Observe the scalar summaries in TensorBoard

Solution

import argparse
import otbtf
import keras
from mymetrics import FScore


class_nb = 6  # number of classes
inp_key = "input"  # model input
tgt_key = "estimated"  # model target


def dataset_preprocessing_fn(sample):
    return {
        inp_key: sample["img"],
        tgt_key: otbtf.ops.one_hot(labels=sample["labels"], nb_classes=class_nb),
    }


def create_dataset(img, labels, batch_size=8):
    otbtf_dataset = otbtf.DatasetFromPatchesImages(
        filenames_dict={"img": img, "labels": labels}
    )
    return otbtf_dataset.get_tf_dataset(
        batch_size=batch_size,
        preprocessing_fn=dataset_preprocessing_fn,
        targets_keys=[tgt_key],
    )


# Training dataset
ds_train = create_dataset(["/data/a_img_10m.tif"], ["/data/a_labels.tif"])
ds_train = ds_train.shuffle(buffer_size=100)

# Validation dataset
ds_valid = create_dataset(["/data/b_img_10m.tif"], ["/data/b_labels.tif"])


def conv(inp, depth, kernel_size, name, activation="relu"):
    conv_op = keras.layers.Conv2D(
        filters=depth,
        kernel_size=kernel_size,
        strides=1,
        activation=activation,
        padding="valid",
        name=name,
    )
    return conv_op(inp)


pool = keras.layers.MaxPool2D(pool_size=(2, 2))


class SimpleCNNModel(otbtf.ModelBase):
    """ " This is a subclass of `otbtf.ModelBase` to implement a CNN"""

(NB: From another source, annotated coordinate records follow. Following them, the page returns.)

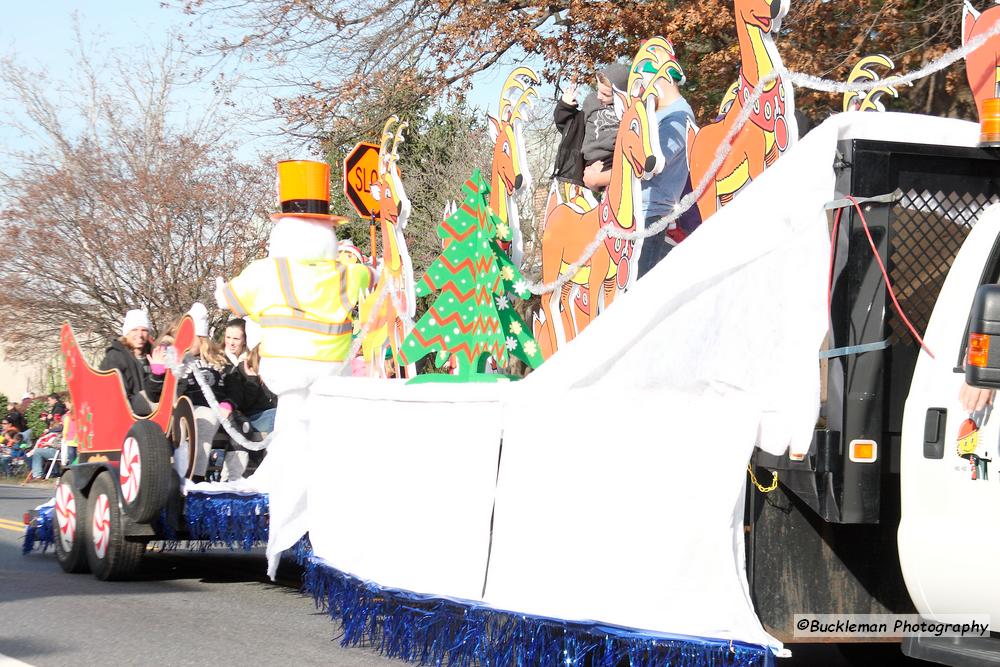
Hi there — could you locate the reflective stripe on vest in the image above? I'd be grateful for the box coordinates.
[260,315,354,336]
[275,258,302,313]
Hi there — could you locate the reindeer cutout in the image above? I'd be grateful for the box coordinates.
[534,37,670,358]
[962,0,1000,120]
[488,67,539,266]
[688,0,798,220]
[360,116,417,377]
[844,53,899,111]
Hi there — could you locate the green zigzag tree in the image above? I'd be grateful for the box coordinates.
[401,169,542,380]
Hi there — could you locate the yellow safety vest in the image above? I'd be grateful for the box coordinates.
[223,258,374,361]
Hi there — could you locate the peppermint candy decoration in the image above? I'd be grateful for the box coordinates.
[56,484,76,551]
[118,438,142,503]
[91,493,111,558]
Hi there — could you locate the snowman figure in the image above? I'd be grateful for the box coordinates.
[215,160,376,578]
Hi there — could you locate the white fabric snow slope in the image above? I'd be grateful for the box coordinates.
[215,113,978,650]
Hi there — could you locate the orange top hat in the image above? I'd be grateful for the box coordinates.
[271,160,347,225]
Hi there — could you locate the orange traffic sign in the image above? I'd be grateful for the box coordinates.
[344,141,379,218]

    def normalize_inputs(self, inputs):
        """This function nomalizes the input, scaling values by 1e-4"""
        return {inp_key: keras.ops.cast(inputs[inp_key], "float32") * 1e-4}

    def get_outputs(self, normalized_inputs):
        """This function implements the model"""
        inp = normalized_inputs[inp_key]
        net = conv(inp, 16, 5, "conv1")  # 12x12x16
        net = pool(net)  # 6x6x16
        net = conv(net, 32, 3, "conv2")  # 4x4x32
        net = pool(net)  # 2x2x32
        net = conv(net, 64, 2, "feats")  # 1x1x32

        # Classifier
        estim = conv(net, class_nb, 1, "softmax_layer", activation="softmax")
        argmax_op = otbtf.layers.Argmax()

        return {
            tgt_key: estim,
            "estimated_labels": argmax_op(estim),  # additional output: class id
            "features": net,  # additional output: features
        }


parser = argparse.ArgumentParser(description="Train a CNN model")
parser.add_argument("--model", required=True, help="model path")
parser.add_argument("--log_dir", required=True, help="log directory")
parser.add_argument("--batch_size", type=int, default=4)
parser.add_argument("--learning_rate", type=float, default=0.0002)
parser.add_argument("--epochs", type=int, default=100)
params = parser.parse_args()

model = SimpleCNNModel(dataset_element_spec=ds_train.element_spec)

# We define a set of built-in metrics to be computed for each epochs
metrics = [
    cls(class_id=class_id)
    for class_id in range(class_nb)
    for cls in [keras.metrics.Precision, keras.metrics.Recall]
]
# Another set of metrics with our own metric class
metrics += [
    FScore(class_id=class_id, name=f"fscore_cls{class_id}")
    for class_id in range(class_nb)
]

model.compile(
    loss={tgt_key: keras.losses.CategoricalCrossentropy()},
    optimizer=keras.optimizers.Adam(params.learning_rate),
    metrics={tgt_key: metrics},  # compute the metrics for `tgt_key`
)
model.summary()
save_callback = keras.callbacks.ModelCheckpoint(
    params.model,  # model file path (.keras file)
    save_best_only=True,  # save only the best models
    monitor="val_loss",  # metric or loss to monitor
    mode="min",  # when a new min is reached
    verbose=2,  # log something when saving
)
tb_callback = keras.callbacks.TensorBoard(log_dir=params.log_dir)
model.fit(
    ds_train,
    epochs=params.epochs,
    validation_data=ds_valid,
    callbacks=[save_callback, tb_callback],
)

Dig deeper 🚀¶

Early stopping callback¶

The early stopping callback enables to halt the process when the training stops improving.

Question

Use a keras.callbacks.EarlyStopping instance and append it to the callbacks list (keras documentation).
Observe the effect of the different parameters using tensorboard to monitor the losses and the moment training stops.